By ,
Published January 13, 2015
Ali Ahmad was walking to his cousin’s home in Jalalabad, Afghanistan, on Sunday night when he saw something smash into the building and explode.
"They say it was a cruise missile," he said in an interview with Fox News from this provincial capital city on Wednesday. "What I know is that the missile came flying in, and there was suddenly a lot noise."
Ali said one of his cousins, Zahir, was killed in the explosion. A second cousin, Mohammed Reza, was seriously hurt. A group of about 15 other relatives who lived in the home escaped injury, according to Ali.
Ali said he and another relative, Zahir Ahmad, grabbed Mohammed — the brother of the man killed in the blast — put him in a car and headed for the hospital.
The problem: The hospital was hours away, on the other side of territory that was being bombed by U.S. warplanes, and across the closed Afghan-Pakistani border.
Speaking from outside their cousin’s hospital room at the Hyatabad Medical Center in Peshawar, where a number of injured Afghans have arrived in recent days, Ali and Zahir said they couldn’t recall many details of their harrowing journey. But they certainly remember the blast and its immediate aftermath.
"It was not like anything else I had ever heard," said Ali. "And we are used to these things happening in Afghanistan. We have been fighting here for 22 years."
Zahir Ahmad said he was in a car when he heard the blast, and was a bit farther away than Ali. Both men said the missile attack was accompanied by aerial bombardment, and lasted about 30 minutes. They could not say how many missiles or bombs hit the area.
Their unwelcome experience over more than two decades of off-and-on warfare has left the cousins feeling somewhat fatalistic about their country.
Neither seemed particularly upset at the United States for launching the raids that killed one of their relatives and injured a second, and both said they understood the Americans’ issues with the Taliban government.
They also seemed relieved about being in Pakistan, away from the devastation they have lived with for so long. They do not know when they will return.
They would like to remain safe and with their cousin, but they would also like to return to their families.
Zahir said his cousin’s house may have been hit because it was near what he called a Taliban police station not far away. He could not speculate how many troops were at the station or how big it was, but said at least two Taliban troops had been injured in the attacks.
"I know they were hurt and then they were gone. I don’t know what happened to them," he said.
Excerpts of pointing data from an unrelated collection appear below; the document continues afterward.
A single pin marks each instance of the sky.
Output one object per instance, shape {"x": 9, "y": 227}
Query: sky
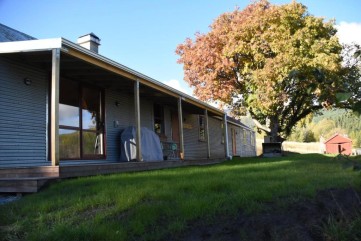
{"x": 143, "y": 34}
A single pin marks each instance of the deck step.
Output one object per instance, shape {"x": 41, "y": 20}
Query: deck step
{"x": 24, "y": 172}
{"x": 26, "y": 179}
{"x": 23, "y": 185}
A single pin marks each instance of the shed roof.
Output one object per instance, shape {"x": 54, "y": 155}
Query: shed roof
{"x": 8, "y": 34}
{"x": 338, "y": 139}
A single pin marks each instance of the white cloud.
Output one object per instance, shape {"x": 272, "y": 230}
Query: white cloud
{"x": 349, "y": 32}
{"x": 177, "y": 85}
As for Mohammed, he is in critical condition in a room in the hospital’s intensive care unit, where he was the only patient in a three-bed room on Wednesday afternoon.
The hospital expects to receive dozens more wounded in the coming days and weeks, officials said, from Afghans who risk crossing the borders for the safety and superior medical facilities offered in Pakistan.
Doctors also said Mohammed had a good chance at recovery, thanks to his relatives’ life-saving action.
"Of course I was shocked by what was going on when it hit," said Zahir. "But I had to get him to the hospital. I don’t know, I just got in the car — and went."